Implementation of the Hierarchical and Interpretable Skill Acquisition in Multi-task Reinforcement Learning by Tianmin Shu, Caiming Xiong, and Richard Socher

Paper Overview

The paper proposes a new method for solving multi-task environments [1]. Authors introduce another hierarchical approach and compare it to other methods such as "Flat" policy and H-DRLN.

Key ideas:

  • Hierarchical Design
  • Interpretable Policies
  • Curriculum Learning

Architecture

Architecture

The picture above represents the proposed architecture. This architecture can be summarized in one sentence: At any given moment of time t, it decides whether to use one of the already trained policies for a chosen sub-task or to act on its own (low-level actions).
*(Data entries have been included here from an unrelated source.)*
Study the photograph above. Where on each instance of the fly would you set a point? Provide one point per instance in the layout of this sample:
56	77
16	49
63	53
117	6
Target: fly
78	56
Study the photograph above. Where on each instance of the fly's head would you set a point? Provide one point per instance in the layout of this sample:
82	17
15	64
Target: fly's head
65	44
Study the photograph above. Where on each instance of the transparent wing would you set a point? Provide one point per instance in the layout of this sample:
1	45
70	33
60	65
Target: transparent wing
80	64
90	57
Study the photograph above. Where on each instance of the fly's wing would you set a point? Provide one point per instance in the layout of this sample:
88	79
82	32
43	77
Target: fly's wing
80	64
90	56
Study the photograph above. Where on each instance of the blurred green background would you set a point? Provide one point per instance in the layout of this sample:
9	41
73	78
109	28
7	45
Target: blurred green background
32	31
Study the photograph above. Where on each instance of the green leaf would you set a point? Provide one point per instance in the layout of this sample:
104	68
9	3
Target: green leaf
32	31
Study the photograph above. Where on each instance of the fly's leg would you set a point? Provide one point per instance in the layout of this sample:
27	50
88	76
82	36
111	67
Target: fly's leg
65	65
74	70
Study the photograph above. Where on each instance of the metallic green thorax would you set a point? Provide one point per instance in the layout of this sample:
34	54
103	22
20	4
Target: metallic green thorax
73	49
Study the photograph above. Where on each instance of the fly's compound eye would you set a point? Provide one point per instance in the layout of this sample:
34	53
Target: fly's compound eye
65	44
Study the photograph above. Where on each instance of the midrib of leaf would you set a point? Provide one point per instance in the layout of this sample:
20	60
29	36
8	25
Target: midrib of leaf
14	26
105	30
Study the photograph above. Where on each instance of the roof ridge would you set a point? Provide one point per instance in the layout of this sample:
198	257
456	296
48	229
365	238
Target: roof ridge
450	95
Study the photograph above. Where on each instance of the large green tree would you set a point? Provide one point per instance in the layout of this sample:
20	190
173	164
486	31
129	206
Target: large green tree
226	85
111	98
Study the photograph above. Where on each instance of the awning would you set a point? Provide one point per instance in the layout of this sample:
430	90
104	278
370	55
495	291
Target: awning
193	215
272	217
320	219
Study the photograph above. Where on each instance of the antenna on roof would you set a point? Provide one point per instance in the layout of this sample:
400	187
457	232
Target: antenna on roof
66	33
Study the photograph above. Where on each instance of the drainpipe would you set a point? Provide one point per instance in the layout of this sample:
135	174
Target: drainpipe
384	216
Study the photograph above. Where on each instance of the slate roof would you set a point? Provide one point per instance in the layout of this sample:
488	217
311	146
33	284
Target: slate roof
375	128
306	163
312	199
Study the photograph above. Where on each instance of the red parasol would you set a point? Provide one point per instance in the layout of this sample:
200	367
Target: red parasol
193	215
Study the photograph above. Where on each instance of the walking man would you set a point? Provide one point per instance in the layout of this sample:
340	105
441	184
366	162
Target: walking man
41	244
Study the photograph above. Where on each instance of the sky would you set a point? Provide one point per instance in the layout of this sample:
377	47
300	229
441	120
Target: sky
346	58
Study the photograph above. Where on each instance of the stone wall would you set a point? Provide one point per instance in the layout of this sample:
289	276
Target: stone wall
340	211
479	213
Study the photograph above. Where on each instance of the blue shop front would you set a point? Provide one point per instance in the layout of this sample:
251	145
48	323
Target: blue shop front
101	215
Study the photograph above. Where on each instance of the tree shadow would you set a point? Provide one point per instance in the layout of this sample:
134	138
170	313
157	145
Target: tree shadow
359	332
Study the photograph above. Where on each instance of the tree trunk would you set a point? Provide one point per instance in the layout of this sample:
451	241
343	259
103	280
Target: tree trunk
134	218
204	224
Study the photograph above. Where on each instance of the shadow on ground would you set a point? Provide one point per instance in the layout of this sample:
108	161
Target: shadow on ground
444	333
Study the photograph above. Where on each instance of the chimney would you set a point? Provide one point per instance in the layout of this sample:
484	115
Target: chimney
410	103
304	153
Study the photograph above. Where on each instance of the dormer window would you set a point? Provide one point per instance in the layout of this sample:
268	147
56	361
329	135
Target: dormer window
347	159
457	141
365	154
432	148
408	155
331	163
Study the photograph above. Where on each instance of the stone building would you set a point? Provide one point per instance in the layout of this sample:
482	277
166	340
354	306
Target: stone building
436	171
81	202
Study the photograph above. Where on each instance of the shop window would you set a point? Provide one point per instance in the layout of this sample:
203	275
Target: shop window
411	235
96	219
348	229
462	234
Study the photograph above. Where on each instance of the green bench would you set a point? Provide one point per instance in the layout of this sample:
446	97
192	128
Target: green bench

All the way down to LSTM, we encode current state. Then we must decide on several things:

  • What sub-task policy should we use? (Instruction Policy, here comes the interpretability property)
  • Should we use a chosen sub-task policy? (Switch Policy)
  • If we do not use the sub-task policy, what should we do? (Augmented Policy)

If we decided to switch to the sub-task policy, we use Base Policy module. It represents the same architecture described above thus we can go deeper and deeper, infinity and beyond.

The policy is optimized using Advantage-Actor Critic, why not the A3C? - Authors left it as a possible future work.

Training Process

To make this architecture work, we need to manually specify the order of the tasks and pre-train the policy at the zero-level. Particularly, authors work with this curriculum: "Find object" -> "Get object" -> "Put object" -> "Stack object".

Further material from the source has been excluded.